During the Mass, Pope Francis concluded the prayers of the faithful with an invocation “for the noble Chinese people, that the Lord would bless them and the Blessed Mother keep them.”

The day’s feast of Our Lady, Help of Christians is a feast close to the hearts of millions of Chinese Catholics and is the day Pope Benedict XVI designated as a worldwide day of prayer for Catholics in China.

Joining Pope Francis for the early morning Mass in the chapel of the Domus Sanctae Marthae were Hong Kong-born Archbishop Savio Hon Tai-Fai, secretary of the Congregation for the Evangelization of Peoples, and several Chinese priests, seminarians and nuns. They sang a Marian hymn in Chinese at the end of the Mass. Staff of the Pontifical Council for Social Communications also attended the Mass.

In his homily, Pope Francis spoke about the special God-given grace of being able not just to survive difficulties but also to carry them aloft and continue one’s journey.

“It is not easy, because discouragement comes and you feel like lowering your arms and saying, ‘Oh come on, we’ll do what we can but nothing more,’ a bit like that. But, no, endurance is a grace, and we must ask for it in the midst of difficulty.”

While there may be many ways to overcome difficulty and end oppression, “the grace we ask for today is the grace of a victory through love, by means of love,” he said. “This isn’t easy when we have enemies outside who make us suffer a lot; it’s not easy to win with love.”

Getting revenge is a natural temptation, he said, but Christians must follow the example of Jesus – “that is the victory.”

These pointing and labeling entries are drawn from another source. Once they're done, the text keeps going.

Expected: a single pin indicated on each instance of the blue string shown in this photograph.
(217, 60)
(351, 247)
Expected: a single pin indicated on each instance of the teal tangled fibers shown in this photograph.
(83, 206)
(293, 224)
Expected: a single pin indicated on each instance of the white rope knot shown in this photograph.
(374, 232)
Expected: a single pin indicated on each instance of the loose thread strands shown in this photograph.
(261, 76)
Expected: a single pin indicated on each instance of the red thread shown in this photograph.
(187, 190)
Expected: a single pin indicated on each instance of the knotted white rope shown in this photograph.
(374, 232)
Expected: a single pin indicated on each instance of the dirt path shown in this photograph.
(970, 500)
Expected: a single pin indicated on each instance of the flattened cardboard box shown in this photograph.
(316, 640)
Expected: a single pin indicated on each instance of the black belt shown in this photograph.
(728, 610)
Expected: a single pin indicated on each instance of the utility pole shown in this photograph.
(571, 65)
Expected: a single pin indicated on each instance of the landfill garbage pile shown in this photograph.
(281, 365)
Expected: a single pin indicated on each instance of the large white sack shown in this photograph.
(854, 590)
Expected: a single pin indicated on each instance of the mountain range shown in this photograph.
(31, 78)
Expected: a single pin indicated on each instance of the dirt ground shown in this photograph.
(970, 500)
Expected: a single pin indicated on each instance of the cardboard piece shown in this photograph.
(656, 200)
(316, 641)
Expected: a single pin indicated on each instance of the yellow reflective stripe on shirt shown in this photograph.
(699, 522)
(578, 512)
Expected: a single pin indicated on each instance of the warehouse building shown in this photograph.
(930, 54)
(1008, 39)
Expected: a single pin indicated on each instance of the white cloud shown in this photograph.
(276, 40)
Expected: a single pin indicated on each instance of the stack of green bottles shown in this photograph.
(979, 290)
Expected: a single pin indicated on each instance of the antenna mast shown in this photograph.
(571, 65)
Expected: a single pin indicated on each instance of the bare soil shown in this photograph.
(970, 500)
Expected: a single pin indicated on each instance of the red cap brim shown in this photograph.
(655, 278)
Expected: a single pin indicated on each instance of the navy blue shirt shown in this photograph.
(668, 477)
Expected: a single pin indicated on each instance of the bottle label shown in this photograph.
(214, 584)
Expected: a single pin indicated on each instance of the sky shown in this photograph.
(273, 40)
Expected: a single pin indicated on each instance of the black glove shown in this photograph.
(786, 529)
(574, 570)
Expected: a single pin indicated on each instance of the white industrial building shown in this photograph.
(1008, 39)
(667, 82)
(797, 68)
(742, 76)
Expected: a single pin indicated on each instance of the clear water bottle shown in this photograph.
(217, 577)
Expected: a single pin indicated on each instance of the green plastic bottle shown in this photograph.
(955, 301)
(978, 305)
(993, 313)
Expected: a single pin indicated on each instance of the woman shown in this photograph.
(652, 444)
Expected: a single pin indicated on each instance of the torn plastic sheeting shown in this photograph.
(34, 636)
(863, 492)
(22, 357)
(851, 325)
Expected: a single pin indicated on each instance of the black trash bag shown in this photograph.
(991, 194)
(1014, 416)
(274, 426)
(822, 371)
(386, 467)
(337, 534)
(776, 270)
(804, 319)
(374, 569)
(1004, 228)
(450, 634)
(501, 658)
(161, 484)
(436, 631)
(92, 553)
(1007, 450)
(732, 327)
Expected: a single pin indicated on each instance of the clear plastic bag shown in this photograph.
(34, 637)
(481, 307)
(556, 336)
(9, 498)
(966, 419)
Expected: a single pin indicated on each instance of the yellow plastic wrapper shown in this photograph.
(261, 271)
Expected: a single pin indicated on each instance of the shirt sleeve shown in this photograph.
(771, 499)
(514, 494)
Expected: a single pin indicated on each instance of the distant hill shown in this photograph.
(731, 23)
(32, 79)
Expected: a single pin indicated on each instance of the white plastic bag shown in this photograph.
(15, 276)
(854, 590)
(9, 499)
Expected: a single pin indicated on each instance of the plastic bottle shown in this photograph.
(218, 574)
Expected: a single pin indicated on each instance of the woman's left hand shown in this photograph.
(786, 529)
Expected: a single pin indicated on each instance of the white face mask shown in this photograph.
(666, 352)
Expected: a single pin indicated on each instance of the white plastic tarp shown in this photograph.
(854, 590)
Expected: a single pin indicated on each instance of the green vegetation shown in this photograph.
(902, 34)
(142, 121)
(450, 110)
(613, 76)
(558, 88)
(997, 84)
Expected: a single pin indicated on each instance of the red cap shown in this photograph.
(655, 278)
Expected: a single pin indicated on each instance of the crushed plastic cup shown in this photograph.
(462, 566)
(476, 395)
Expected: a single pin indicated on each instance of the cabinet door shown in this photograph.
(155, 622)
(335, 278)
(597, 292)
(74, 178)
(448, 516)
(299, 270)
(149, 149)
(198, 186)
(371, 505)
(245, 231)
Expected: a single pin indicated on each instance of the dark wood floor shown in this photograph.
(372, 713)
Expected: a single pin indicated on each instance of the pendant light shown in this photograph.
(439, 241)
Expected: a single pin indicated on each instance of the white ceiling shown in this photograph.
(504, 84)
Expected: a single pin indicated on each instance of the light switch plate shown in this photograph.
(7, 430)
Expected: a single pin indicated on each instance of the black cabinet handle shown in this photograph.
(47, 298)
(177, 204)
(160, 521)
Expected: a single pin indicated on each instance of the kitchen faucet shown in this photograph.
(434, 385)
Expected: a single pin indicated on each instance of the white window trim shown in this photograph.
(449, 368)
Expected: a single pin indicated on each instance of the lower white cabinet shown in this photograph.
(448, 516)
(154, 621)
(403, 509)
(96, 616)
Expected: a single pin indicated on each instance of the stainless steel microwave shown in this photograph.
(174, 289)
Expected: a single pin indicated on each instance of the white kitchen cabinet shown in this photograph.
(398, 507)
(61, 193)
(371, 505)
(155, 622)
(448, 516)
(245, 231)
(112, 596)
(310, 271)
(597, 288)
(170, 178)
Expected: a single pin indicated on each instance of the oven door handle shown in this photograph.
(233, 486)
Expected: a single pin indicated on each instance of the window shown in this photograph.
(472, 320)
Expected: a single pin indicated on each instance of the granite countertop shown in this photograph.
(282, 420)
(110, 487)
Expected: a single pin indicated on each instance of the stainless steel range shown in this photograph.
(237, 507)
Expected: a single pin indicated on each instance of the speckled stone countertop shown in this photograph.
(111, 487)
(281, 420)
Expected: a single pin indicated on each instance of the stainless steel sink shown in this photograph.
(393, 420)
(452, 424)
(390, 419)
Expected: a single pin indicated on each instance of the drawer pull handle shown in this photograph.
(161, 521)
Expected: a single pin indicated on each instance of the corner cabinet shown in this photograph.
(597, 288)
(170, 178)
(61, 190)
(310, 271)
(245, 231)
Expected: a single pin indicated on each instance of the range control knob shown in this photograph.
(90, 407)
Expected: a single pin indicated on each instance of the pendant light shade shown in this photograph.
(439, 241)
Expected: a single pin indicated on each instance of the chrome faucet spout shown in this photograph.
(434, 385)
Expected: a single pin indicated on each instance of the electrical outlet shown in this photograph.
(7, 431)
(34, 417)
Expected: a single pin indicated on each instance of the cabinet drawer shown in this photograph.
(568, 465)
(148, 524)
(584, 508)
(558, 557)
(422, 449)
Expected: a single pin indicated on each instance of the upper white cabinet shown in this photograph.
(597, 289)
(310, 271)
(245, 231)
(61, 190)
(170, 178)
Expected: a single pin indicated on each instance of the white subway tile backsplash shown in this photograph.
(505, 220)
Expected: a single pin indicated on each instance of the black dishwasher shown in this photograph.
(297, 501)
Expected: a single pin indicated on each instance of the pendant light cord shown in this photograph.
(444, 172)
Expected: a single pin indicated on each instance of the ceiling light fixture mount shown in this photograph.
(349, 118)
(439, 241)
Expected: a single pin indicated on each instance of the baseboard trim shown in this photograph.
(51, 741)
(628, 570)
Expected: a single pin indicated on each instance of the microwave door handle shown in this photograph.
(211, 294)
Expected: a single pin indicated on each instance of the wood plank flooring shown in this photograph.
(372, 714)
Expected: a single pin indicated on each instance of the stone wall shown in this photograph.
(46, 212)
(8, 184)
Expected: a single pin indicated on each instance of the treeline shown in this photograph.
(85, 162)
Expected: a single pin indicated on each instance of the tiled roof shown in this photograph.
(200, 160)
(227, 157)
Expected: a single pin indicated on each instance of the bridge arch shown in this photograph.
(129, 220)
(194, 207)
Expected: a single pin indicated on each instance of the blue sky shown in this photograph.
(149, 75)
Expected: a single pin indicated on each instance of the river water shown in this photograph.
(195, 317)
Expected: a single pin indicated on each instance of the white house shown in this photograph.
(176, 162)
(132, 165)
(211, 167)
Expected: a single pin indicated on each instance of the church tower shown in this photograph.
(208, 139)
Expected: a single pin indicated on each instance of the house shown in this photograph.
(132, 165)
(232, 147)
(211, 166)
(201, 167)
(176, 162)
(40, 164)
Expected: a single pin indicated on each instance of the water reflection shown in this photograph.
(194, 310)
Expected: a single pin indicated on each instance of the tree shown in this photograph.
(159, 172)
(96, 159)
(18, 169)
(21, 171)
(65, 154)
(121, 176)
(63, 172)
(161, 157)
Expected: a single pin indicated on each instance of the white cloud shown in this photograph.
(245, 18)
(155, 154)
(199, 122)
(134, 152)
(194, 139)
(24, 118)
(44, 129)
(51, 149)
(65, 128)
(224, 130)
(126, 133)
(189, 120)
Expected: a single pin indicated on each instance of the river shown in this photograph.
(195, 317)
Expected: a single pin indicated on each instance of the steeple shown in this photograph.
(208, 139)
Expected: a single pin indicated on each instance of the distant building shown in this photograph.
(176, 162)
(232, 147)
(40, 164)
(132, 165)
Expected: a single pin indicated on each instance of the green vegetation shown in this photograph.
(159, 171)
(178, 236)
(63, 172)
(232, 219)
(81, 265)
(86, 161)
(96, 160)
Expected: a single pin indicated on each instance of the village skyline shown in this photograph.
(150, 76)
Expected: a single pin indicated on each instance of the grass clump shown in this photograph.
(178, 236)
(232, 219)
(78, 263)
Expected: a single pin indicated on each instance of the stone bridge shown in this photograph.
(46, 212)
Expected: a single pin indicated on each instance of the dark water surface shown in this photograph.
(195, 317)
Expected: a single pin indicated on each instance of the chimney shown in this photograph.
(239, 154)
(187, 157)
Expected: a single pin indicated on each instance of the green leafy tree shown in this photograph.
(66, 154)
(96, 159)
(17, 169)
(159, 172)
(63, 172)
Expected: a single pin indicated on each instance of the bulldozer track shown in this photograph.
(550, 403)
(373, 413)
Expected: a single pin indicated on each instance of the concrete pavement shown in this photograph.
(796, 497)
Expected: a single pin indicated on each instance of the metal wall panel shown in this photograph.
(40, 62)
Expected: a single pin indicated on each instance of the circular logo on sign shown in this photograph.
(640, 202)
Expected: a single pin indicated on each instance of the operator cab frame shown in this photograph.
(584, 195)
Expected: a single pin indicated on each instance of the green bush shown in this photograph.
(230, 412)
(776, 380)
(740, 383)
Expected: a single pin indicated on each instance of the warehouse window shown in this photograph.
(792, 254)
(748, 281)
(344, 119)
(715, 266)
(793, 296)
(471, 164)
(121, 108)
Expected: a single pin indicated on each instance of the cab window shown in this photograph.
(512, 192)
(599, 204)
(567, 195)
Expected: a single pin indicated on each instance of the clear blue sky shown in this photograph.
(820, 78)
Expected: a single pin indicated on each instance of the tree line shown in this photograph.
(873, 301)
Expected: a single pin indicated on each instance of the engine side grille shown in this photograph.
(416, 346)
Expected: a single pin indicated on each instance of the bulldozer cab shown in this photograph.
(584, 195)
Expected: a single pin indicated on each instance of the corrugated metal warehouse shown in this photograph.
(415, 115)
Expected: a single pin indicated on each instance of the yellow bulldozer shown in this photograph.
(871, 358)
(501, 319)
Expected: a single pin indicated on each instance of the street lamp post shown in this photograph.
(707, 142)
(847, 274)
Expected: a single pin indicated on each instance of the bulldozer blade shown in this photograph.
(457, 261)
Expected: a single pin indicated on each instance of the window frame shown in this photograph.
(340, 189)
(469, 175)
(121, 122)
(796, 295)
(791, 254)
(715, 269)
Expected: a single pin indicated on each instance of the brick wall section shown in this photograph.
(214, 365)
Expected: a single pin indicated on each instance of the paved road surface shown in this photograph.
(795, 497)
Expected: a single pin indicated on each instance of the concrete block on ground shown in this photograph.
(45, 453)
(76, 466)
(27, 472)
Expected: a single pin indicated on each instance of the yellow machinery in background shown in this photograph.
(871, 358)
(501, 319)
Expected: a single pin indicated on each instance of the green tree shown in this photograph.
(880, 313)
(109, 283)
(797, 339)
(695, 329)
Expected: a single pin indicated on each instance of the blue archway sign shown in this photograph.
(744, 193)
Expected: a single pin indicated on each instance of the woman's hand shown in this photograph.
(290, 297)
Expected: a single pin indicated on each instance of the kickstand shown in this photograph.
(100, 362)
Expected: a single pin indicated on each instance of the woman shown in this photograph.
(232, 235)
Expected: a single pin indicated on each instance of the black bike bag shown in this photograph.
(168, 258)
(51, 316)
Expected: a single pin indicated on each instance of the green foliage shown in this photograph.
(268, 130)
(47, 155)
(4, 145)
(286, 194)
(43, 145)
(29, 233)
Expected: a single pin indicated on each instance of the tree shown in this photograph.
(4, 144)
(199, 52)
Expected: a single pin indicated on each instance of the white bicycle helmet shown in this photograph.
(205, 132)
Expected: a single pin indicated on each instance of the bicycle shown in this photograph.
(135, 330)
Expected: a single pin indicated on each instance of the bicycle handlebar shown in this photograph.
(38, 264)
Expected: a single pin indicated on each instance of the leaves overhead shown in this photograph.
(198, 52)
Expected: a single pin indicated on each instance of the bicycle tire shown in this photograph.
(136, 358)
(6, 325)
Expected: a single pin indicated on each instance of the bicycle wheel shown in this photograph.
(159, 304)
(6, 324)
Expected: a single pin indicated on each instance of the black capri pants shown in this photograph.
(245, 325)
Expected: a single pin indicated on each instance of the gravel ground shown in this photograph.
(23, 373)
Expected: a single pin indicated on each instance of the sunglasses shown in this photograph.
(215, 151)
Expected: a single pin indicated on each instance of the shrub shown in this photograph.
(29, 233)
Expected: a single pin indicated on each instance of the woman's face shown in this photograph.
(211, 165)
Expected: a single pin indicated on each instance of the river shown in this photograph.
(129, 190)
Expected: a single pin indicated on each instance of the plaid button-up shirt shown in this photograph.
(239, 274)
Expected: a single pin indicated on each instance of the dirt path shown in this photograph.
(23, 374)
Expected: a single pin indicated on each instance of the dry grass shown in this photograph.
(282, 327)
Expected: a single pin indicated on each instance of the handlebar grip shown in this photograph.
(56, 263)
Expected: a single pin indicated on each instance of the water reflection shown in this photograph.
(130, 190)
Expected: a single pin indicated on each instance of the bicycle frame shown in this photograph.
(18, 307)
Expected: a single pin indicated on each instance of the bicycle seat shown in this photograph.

“Our faith is precisely believing in Jesus, who taught us love and teaches us to love everyone,” Pope Francis said. “The proof that we are acting in love is when we pray for our enemies.”

Those who do not pray for and forgive their enemies are “defeated Christians,” he said. “How many sad, discouraged Christians do we see because they did not have this grace of enduring with patience and vanquishing with love?”